Week 2 Session 2: Advanced Text Preprocessing and Representation

Week 2 Session 2: Advanced Text Preprocessing and Representation#

Introduction#

In this lecture, we’ll explore advanced text preprocessing techniques and delve into methods for representing text data in a format suitable for machine learning algorithms. We’ll build upon the foundational concepts covered in Session 1 and introduce more sophisticated approaches to prepare text data for analysis.

Let’s start by importing the necessary libraries:

import re
import nltk
import numpy as np
import pandas as pd
import matplotlib.pyplot as plt
import seaborn as sns
from nltk.tokenize import word_tokenize
from nltk.tag import pos_tag
from nltk.chunk import ne_chunk
from sklearn.feature_extraction.text import CountVectorizer, TfidfVectorizer
from gensim.models import Word2Vec
import spacy

# Download necessary NLTK data
nltk.download('averaged_perceptron_tagger')
nltk.download('maxent_ne_chunker')
nltk.download('words')

# Load spaCy model
nlp = spacy.load("en_core_web_sm")

1. Advanced Text Cleaning Techniques#

Building upon our basic text cleaning from Session 1, let’s explore some advanced techniques:

Handling Emoji and Emoticons#

Emojis and emoticons can carry sentiment information. We can either remove them or replace them with textual descriptions.

import emoji

def handle_emojis(text):
    # Replace emojis with their textual description
    return emoji.demojize(text)

# Example usage
sample_text = "I love this movie! 😍👍"
processed_text = handle_emojis(sample_text)
print("Original text:", sample_text)
print("Processed text:", processed_text)

Handling Non-ASCII Characters#

For text data that may contain non-ASCII characters, we can either remove them or normalize them:

import unicodedata

def normalize_unicode(text):
    # Normalize Unicode characters
    return unicodedata.normalize('NFKD', text).encode('ASCII', 'ignore').decode('ASCII')

# Example usage
sample_text = "Café au lait is a délicious drink"
normalized_text = normalize_unicode(sample_text)
print("Original text:", sample_text)
print("Normalized text:", normalized_text)

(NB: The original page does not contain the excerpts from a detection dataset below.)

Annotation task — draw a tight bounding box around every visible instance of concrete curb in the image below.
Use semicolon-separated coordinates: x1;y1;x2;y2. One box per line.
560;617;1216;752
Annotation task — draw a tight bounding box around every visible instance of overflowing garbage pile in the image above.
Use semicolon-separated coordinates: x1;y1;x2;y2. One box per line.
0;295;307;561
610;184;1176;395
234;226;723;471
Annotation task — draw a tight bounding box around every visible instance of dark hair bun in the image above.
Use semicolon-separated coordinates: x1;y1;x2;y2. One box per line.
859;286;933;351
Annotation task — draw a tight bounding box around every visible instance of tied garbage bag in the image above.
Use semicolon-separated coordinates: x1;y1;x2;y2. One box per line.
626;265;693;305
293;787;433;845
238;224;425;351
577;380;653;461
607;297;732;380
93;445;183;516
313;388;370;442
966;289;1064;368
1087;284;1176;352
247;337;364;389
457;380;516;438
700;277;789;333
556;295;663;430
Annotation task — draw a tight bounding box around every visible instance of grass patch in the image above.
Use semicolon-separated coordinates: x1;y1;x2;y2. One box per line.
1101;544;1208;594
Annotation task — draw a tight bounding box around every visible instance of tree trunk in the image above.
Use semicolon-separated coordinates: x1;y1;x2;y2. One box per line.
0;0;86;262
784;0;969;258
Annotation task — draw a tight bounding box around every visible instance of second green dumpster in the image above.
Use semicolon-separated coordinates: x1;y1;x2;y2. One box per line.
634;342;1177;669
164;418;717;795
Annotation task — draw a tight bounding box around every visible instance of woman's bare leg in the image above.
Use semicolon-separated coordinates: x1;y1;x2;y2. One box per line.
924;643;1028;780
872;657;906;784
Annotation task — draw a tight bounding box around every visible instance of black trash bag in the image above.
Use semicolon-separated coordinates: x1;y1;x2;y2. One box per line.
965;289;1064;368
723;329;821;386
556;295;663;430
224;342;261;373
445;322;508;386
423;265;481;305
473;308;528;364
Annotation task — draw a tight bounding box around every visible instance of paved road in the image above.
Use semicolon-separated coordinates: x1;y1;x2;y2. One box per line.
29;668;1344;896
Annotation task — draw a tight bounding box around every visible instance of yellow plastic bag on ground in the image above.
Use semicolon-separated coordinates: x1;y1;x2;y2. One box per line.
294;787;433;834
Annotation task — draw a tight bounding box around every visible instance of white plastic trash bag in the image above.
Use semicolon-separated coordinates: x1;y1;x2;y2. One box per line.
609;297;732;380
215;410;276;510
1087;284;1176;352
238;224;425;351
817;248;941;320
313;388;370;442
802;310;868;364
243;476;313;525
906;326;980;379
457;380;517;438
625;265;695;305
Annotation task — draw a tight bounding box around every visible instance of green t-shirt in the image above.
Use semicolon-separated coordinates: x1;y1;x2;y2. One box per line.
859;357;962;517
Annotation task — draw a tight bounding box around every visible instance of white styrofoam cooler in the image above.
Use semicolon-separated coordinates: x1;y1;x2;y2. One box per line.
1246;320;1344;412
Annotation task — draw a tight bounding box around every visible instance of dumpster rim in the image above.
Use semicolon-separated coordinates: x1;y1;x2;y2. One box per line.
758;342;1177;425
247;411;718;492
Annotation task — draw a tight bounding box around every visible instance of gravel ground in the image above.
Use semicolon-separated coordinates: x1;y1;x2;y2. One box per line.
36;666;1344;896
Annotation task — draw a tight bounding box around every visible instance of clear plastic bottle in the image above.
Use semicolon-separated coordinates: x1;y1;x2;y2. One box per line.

2. Handling Contractions and Special Cases#

Contractions (e.g., “don’t”, “I’m”) can be problematic for some NLP tasks. Let’s create a function to expand contractions:

CONTRACTION_MAP = {
    "ain't": "is not",
    "aren't": "are not",
    "can't": "cannot",
    "don't": "do not",
    "I'm": "I am",
    "isn't": "is not",
    "it's": "it is",
    "won't": "will not",
    # Add more contractions as needed
}

def expand_contractions(text):
    for contraction, expansion in CONTRACTION_MAP.items():
        text = re.sub(r'\b' + contraction + r'\b', expansion, text, flags=re.IGNORECASE)
    return text

# Example usage
sample_text = "I can't believe it's not butter!"
expanded_text = expand_contractions(sample_text)
print("Original text:", sample_text)
print("Expanded text:", expanded_text)

3. Named Entity Recognition (NER)#

Named Entity Recognition is the process of identifying and classifying named entities (e.g., person names, organizations, locations) in text. Let’s use spaCy for NER:

def perform_ner(text):
    doc = nlp(text)
    entities = [(ent.text, ent.label_) for ent in doc.ents]
    return entities

# Example usage
sample_text = "Apple Inc. was founded by Steve Jobs in Cupertino, California."
entities = perform_ner(sample_text)
print("Named Entities:", entities)

# Visualize NER results
from spacy import displacy
displacy.render(nlp(sample_text), style="ent", jupyter=True)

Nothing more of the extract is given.